Scope: continuous main effects only — the settled convention. Factor-dummy and interaction scaling under non-continuous outcomes is a separate, still-open item and is intentionally not gated here.
How the check works
- Simulate. Generate a dataset from each case’s data-generating
process at n = 4000 (LME scales the cluster count to match), via the
engine’s own
create_data()— the same DGP the power simulation uses. - Recover. Rebuild the raw predictor frame (plus the outcome, plus
the grouping column for LME),
upload_data()it, and callget_effects_from_data(). - Average. Repeat over 20 draws (seeds 2137…2156) and take the mean — single-draw noise is ~1/sqrt(n), so averaging isolates the convention from sampling scatter (the A↔B harness pattern).
- Gate. The mean recovered effect must land within 0.02 (absolute) of the convention-predicted value.
The threshold
| Quantity | Allowed difference | Why |
|---|---|---|
| Mean recovered − expected | 0.02 absolute | K-draw mean vs the convention-predicted value; worst measured margin 0.007 → ~2.8× headroom |
This is the GETEFFECTS_TOL gate from tolerances.R. A wrong
estimator, a sign flip, a missing/inverted standardization, or a 2×
scale would move the mean by 0.1–0.5 — far outside this band.
| Case | Estimator | Formula | n | K | Verdict |
|---|---|---|---|---|---|
| ols_simple_a | OLS (continuous) | y ~ x1 | 4000 | 20 | PASS |
| ols_two_a | OLS (continuous) | y ~ x1 + x2 | 4000 | 20 | PASS |
| ols_corr_a | OLS (continuous) | y ~ x1 + x2 | 4000 | 20 | PASS |
| glm_simple_a | GLM (logistic) | y ~ x1 | 4000 | 20 | PASS |
| glm_two_b | GLM (logistic) | y ~ x1 + x2 | 4000 | 20 | PASS |
| lme_simple_a | MLE (mixed) | y ~ x1 + (1|grp) | 3990 | 20 | PASS |
| lme_two_a | MLE (mixed) | y ~ x1 + x2 + (1|grp) | 3990 | 20 | PASS |
All estimators round-trip: every specified continuous main effect is recovered to within the gate of the convention-predicted value — OLS at the shrunk standardized scale, GLM and MLE at the native coefficient.
png 2 
Solid line = exact recovery (identity); dotted lines = the ±0.02 absolute gate.
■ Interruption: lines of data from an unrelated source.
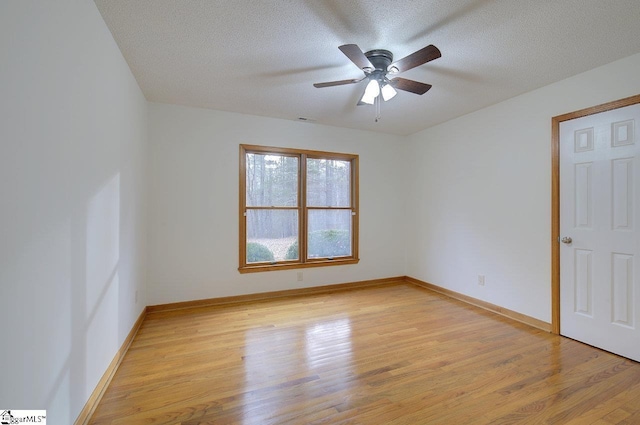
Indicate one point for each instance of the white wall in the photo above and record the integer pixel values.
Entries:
(193, 232)
(480, 190)
(72, 189)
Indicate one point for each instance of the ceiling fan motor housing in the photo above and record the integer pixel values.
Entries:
(380, 59)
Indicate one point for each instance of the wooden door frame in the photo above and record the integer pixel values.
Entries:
(555, 195)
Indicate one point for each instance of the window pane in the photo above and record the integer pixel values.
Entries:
(328, 183)
(329, 233)
(272, 180)
(272, 235)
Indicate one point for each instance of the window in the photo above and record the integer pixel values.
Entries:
(298, 208)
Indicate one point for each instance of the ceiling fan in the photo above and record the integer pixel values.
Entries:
(377, 66)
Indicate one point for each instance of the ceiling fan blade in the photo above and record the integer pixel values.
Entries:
(353, 52)
(337, 83)
(418, 58)
(410, 85)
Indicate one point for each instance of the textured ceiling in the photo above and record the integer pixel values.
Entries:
(261, 57)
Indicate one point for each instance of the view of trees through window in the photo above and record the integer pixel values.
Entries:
(279, 203)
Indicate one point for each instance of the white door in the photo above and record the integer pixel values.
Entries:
(599, 220)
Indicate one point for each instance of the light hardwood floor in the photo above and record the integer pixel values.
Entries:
(390, 354)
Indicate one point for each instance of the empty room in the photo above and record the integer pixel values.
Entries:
(320, 212)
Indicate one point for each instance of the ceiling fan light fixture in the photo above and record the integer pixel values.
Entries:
(371, 92)
(388, 92)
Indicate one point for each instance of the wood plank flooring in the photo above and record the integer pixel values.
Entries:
(390, 354)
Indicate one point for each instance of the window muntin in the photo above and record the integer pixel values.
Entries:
(297, 208)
Every term lands on the identity line, well inside the band.
ols_simple_a · OLS (continuous)
R formula y ~ x1 · n=4000 · K=20 draws (seeds 2137–2156).
| Term | Specified (s) | Expected | Mean recovered | |err| | Verdict |
|---|---|---|---|---|---|
| x1 | 0.25 | 0.24254 | 0.24393 | 0.0014 | PASS |
ols_two_a · OLS (continuous)
R formula y ~ x1 + x2 · n=4000 · K=20 draws (seeds 2137–2156).
| Term | Specified (s) | Expected | Mean recovered | |err| | Verdict |
|---|---|---|---|---|---|
| x1 | 0.25 | 0.24140 | 0.24286 | 0.00145 | PASS |
| x2 | 0.10 | 0.09656 | 0.09490 | 0.00166 | PASS |
ols_corr_a · OLS (continuous)
R formula y ~ x1 + x2 · n=4000 · K=20 draws (seeds 2137–2156).
| Term | Specified (s) | Expected | Mean recovered | |err| | Verdict |
|---|---|---|---|---|---|
| x1 | 0.25 | 0.23864 | 0.24102 | 0.00238 | PASS |
| x2 | 0.10 | 0.09545 | 0.09343 | 0.00202 | PASS |
glm_simple_a · GLM (logistic)
R formula y ~ x1 · n=4000 · K=20 draws (seeds 2137–2156).
| Term | Specified (s) | Expected | Mean recovered | |err| | Verdict |
|---|---|---|---|---|---|
| x1 | 0.5 | 0.5 | 0.48882 | 0.01118 | PASS |
glm_two_b · GLM (logistic)
R formula y ~ x1 + x2 · n=4000 · K=20 draws (seeds 2137–2156).
| Term | Specified (s) | Expected | Mean recovered | |err| | Verdict |
|---|---|---|---|---|---|
| x1 | 0.8 | 0.8 | 0.79534 | 0.00467 | PASS |
| x2 | 0.5 | 0.5 | 0.50462 | 0.00462 | PASS |
lme_simple_a · MLE (mixed)
R formula y ~ x1 + (1|grp) · n=3990 · K=20 draws (seeds 2137–2156).
| Term | Specified (s) | Expected | Mean recovered | |err| | Verdict |
|---|---|---|---|---|---|
| x1 | 0.5 | 0.5 | 0.50154 | 0.00154 | PASS |
lme_two_a · MLE (mixed)
R formula y ~ x1 + x2 + (1|grp) · n=3990 · K=20 draws (seeds
2137–2156).
| Term | Specified (s) | Expected | Mean recovered | |err| | Verdict |
|---|---|---|---|---|---|
| x1 | 0.5 | 0.5 | 0.50152 | 0.00152 | PASS |
| x2 | 0.3 | 0.3 | 0.29892 | 0.00107 | PASS |
| item | value |
|---|---|
| generated | 2026-06-21 |
| R | R version 4.5.3 (2026-03-11) |
| mcpower | 1.0.0 |
| round-trip gate (mean abs) | 0.02 abs |
| n / K / seed0 | 4000 / 20 / 2137 |
Reproduce:
rmarkdown::render("mcpower/validation/validation_get_effects.rmd", output_dir = "mcpower/web/documentation/validation").